Yesterday a new sermon series, The Cause, began at Bath City Church. This ongoing series, from Ephesians, should be quiet exciting. I’ll be studying the book over the next month or so myself and look forward to learning much from it.
R C Sproul jr. has written a wonderful short piece on what it means to be on the Reformed ‘team’. Too often it is easy to identify our walk by the shadow of another man. But all men are sinners, and all are fallen and finite. The only person we should seek to ultimately emulate and aspire to is Jesus Christ.
Calvinists should not be, as Sproul points out, simply followers of Calvin. But rather followers of truth, with the Bible as our guide and Jesus as our Lord. Calvin joins the ranks of others who think like this. We too, join alongside those gone before us in proclaiming the gospel and stand today marked by the same convicitions under the same Lord.
As Sproul also points out, we must never idolise our heroes by making them more than what they are: sinners saved by grace. No one is perfect, save one on this planet, and therin lies the distinction. In the light of that we can look to all the good that has been done by those that have walked before us, and also see the mistakes that have been made.

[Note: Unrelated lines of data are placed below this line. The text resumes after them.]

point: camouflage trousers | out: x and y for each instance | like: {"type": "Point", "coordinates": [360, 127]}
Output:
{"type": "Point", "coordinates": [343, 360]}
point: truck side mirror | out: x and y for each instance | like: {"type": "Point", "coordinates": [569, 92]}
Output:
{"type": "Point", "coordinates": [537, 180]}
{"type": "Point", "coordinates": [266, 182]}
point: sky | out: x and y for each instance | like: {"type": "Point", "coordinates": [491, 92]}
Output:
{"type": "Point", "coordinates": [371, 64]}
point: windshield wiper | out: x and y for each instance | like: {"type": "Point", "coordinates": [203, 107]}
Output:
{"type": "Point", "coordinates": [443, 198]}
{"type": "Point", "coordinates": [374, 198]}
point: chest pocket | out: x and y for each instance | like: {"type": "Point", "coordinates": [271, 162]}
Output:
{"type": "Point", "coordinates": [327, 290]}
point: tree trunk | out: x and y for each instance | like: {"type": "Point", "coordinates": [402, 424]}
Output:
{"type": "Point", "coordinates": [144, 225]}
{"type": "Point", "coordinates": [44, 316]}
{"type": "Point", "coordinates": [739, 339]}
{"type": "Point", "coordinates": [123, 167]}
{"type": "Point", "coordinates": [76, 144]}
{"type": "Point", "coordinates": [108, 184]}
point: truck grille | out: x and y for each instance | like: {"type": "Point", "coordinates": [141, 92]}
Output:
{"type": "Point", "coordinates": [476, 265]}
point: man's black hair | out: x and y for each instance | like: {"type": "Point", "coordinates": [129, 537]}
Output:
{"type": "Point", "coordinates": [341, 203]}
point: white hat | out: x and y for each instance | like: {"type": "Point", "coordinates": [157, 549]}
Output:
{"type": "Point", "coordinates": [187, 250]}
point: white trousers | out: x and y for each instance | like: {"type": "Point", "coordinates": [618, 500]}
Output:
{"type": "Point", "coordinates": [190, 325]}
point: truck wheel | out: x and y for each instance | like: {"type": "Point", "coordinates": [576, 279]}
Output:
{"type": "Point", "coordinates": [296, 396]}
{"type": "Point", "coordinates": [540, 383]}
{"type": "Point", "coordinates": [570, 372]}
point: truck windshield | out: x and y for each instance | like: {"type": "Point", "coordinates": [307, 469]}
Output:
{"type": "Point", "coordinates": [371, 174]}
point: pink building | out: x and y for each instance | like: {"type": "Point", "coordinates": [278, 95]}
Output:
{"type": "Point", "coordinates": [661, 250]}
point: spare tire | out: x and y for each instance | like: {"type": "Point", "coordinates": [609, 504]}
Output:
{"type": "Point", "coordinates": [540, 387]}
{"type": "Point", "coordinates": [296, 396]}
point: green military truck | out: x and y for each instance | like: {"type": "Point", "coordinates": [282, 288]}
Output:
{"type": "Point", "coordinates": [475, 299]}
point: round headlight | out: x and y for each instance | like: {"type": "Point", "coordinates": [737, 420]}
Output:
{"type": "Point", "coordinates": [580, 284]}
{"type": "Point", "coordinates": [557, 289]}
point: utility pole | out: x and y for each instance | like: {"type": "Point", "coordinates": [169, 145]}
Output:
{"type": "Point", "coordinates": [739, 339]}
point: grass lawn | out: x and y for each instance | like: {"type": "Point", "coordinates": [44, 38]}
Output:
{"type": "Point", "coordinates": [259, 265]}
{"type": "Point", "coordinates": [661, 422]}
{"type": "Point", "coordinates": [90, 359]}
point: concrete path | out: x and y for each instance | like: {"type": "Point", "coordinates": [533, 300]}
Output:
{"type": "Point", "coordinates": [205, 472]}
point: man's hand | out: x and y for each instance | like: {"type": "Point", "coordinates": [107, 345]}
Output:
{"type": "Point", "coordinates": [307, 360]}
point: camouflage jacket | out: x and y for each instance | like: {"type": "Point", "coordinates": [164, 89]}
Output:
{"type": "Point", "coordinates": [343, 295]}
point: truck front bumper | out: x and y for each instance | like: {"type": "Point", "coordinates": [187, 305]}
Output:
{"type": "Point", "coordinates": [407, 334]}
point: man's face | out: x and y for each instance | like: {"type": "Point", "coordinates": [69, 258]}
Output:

In closing, let me quote Sproul:
“As we this year celebrate the 500th birthday of Calvin, let us not fall into a hagiography that he himself would not approve, turning heroes into sinless saints. Let us not, on the other hand, however, succumb to revisionist history that would turn heroes into monsters. Let us give thanks for that Biblical theology that we sometimes call Calvinism, and give thanks for Calvin.“
I wanted a bit of a challenge, and now I have one. Reading the Bible, all of it, in 90 days. There’s a big push for this in the summer, called, The Bible in 90 Days. Actually, there’s quite a few resources at that site so take a look. There’s help for the church as a whole, as well as small groups, and Joe who wants to do it on his own.
I however, have jumped the gun. I found out about the whole thing through Twitter, linking back to this post. Instead of waiting til the first of June I’ve just started going. So the challenge was laid down; and the challenge has been accepted. As I reckon it’s day 3 tomorrow and Genesis will be all but done …
I started taking quotes seriously around Christmas 2005. I was in Thailand on my own and apart from my new Thai friends my books were the only things to keep me company. I found that a few good quotes to ponder through the day would keep my mind focussed
Today, there are two quotes that are on the back of my bedroom door. Both came from the same book by Francis Schaeffer. One is his own, the other from Martin Luther. They serve to help remind me of some of my duties.
“There is nothing more ugly than an orthodoxy without understanding or compassion.” – F. Schaeffer
“Where the battle rages there the loyalty of the soldier is proved.” – M. Luther
I’ve just come across this post – Five Myths about Calvinism – and found more food for thought about the benefits of understanding many of Calvin’s principles. At the beginning of the article C. H. Spurgeon is quoted:
“There is no soul living who holds more firmly to the doctrines of grace than I do, and if any man asks me whether I am ashamed to be called a Calvinist, I answer – I wish to be called nothing but a Christian; but if you ask me, do I hold the doctrinal views which were held by John Calvin, I reply, I do in the main hold them, and rejoice to avow it.”
Well said. And with that being said I thought the rest of article addresses several misconceptions of the label ‘Calvinism’ pretty well.